Generalized heat-transport equations: Parabolic and hyperbolic models

TL;DR

This paper derives two generalized heat-transport models, one hyperbolic and local, the other including nonlocal effects, both thermodynamically consistent and capable of describing finite-speed thermal wave propagation.

Contribution

It introduces two new generalized heat equations, one local and hyperbolic, the other nonlocal, expanding the modeling capabilities for heat conduction phenomena.

Findings

The first model encompasses classical heat equations and describes hyperbolic regimes.

The second model includes nonlocal effects and predicts finite-speed thermal wave propagation.

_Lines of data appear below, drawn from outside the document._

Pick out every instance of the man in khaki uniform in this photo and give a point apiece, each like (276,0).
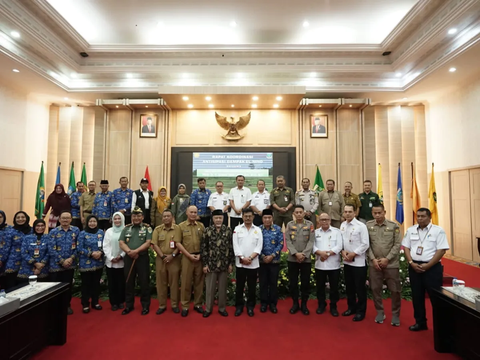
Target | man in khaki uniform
(282,200)
(164,240)
(332,203)
(350,198)
(192,270)
(383,254)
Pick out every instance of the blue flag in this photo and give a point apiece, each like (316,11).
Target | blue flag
(399,212)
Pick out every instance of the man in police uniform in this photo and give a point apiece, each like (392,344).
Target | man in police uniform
(164,240)
(308,199)
(192,270)
(135,240)
(383,254)
(424,244)
(300,237)
(282,200)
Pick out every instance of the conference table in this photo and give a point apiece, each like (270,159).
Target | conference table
(456,321)
(39,321)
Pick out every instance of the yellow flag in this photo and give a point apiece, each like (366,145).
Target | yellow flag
(379,183)
(432,198)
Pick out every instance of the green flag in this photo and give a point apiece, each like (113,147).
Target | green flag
(84,175)
(71,182)
(40,198)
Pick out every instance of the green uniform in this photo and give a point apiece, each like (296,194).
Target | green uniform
(283,198)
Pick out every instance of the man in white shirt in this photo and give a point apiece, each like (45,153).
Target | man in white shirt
(424,244)
(240,198)
(355,245)
(247,245)
(327,247)
(219,201)
(260,202)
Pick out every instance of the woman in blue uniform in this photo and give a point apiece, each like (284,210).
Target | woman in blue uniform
(34,254)
(90,250)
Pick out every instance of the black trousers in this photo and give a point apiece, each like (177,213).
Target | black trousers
(268,276)
(302,269)
(64,276)
(430,279)
(90,286)
(140,269)
(355,279)
(250,277)
(116,285)
(333,279)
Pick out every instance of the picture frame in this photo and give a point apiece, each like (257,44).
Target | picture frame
(319,126)
(148,130)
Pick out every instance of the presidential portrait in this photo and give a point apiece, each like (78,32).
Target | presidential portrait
(319,125)
(148,125)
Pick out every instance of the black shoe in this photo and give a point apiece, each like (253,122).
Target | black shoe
(198,309)
(358,317)
(160,311)
(294,308)
(418,327)
(127,311)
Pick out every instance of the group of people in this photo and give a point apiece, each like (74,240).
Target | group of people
(199,240)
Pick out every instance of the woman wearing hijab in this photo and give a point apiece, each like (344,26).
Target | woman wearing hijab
(179,204)
(160,203)
(21,228)
(90,250)
(34,254)
(59,202)
(114,262)
(5,244)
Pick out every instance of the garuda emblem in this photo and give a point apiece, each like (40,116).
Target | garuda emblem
(233,126)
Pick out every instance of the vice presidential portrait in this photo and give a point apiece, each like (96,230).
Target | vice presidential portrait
(319,125)
(148,125)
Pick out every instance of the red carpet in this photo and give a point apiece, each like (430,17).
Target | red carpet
(108,335)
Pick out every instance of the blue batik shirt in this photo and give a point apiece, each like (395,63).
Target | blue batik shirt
(103,205)
(88,243)
(122,200)
(14,256)
(34,251)
(62,245)
(272,242)
(74,201)
(199,198)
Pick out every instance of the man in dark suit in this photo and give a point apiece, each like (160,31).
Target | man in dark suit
(149,128)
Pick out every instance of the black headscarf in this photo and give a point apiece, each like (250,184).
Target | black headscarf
(35,223)
(25,228)
(88,228)
(4,223)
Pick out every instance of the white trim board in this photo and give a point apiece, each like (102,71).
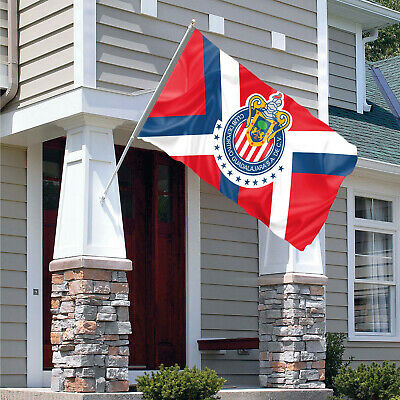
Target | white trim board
(122,107)
(34,347)
(85,43)
(193,269)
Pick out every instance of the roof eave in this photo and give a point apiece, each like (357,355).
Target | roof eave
(368,14)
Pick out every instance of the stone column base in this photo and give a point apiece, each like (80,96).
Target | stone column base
(89,331)
(292,324)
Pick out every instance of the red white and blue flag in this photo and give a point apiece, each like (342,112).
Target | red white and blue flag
(253,143)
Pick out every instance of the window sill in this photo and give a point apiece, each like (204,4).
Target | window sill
(372,338)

Both models are thermodynamically consistent through extended Liu and Coleman-Noll procedures.

Abstract

We derive two different generalized heat-transport equations: The most general one, of the first order in time and second order in space, encompasses some well known heat equations and describes the hyperbolic regime in the absence of nonlocal effects. Another, less general, of the second order in time and fourth order in space, is able to describe hyperbolic heat conduction also in the presence of nonlocal effects. We investigate the thermodynamic compatibility of both models by applying some generalizations of the classical Liu and Coleman-Noll procedures. In both cases, constitutive equations for the entropy and for the entropy flux are obtained. For the second model, we consider a heat-transport equation which includes nonlocal terms and study the resulting set of balance laws, proving that the corresponding thermal perturbations propagate with finite speed.